In Russia, the picture is radically different, notes Zubets: the IT sector is incomparably less developed, and the professional activities of the richest citizens are more likely to be associated with oil and gas and trade. Plus, the Central Bank's prohibitively high interest rate does nothing to promote the growth of private capital based on shareholder value. It slows it down.
“All over the world, top managers and company owners continue to make money on stable trends, and our country is no exception,” says Oleg Kalmanovich, chief analyst at Neomarkets. — For example, despite sanctions against the Russian Federation, the world still needs Russian oil and gas, timber, coal and grain. This means that the business involved in their production also gets richer. The problem is that the process is paralleled by increasing wealth inequality: the most socially vulnerable sections of society are becoming even poorer. Every tenth person in our country lives below the poverty line, and the trend can only be corrected by raising the minimum wage bar. In some regions, the debt burden of the population is close to 100%.

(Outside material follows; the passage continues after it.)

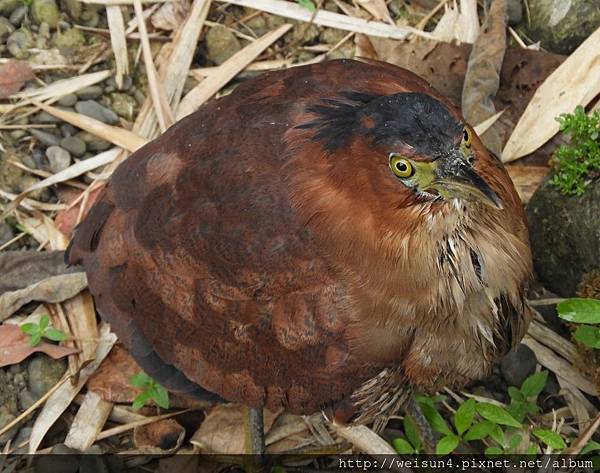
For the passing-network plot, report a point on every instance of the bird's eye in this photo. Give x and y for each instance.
(467, 138)
(400, 166)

This is a stable trend, agrees Alexander Shneiderman, Head of Sales and Client Support at Alfa-Forex: even following the results of the 2020 pandemic crisis, the combined wealth of the world's richest people increased by 7.6%, to $79.6 trillion, and their number — by 6.3%, to 20.8 million people (according to Capgemini). According to the expert, the situation is affected, among other things, by the growth in the cost of cryptocurrencies: those who bought Bitcoin at the dawn of this market unexpectedly even for themselves turned out to be dollar millionaires. In addition, the rapid development of neural networks and the e-commerce sector over the past five years has literally reshaped the trade market. People are making capital in new niches.
«In recent years, the fortunes of many American businessmen directly or indirectly connected with the military-industrial complex and, accordingly, with arms supplies have grown,» says BitRiver Communications Director and economist Andrey Loboda. «They have received very good money thanks to contracts worth tens of billions of dollars. At the same time, high-tech corporations have also become rich, and business demand for chips for super-powerful computers capable of supporting artificial intelligence has sharply increased. Nvidia, AMD, Samsung, TSMC and other fintech giants have made money on this.»
Summary: the two worlds — a handful of dollar millionaires and the rest of humanity living on a «bare salary» — still do not intersect in any way. When the capitalization of assets grows for an absolute minority, the absolute majority does not care about this wonderful process, as they say. In addition, the mechanisms for the reproduction and sale of goods are stalled. An ordinary person with limited financial resources is not able to «digest» all the products that corporations throw onto the market.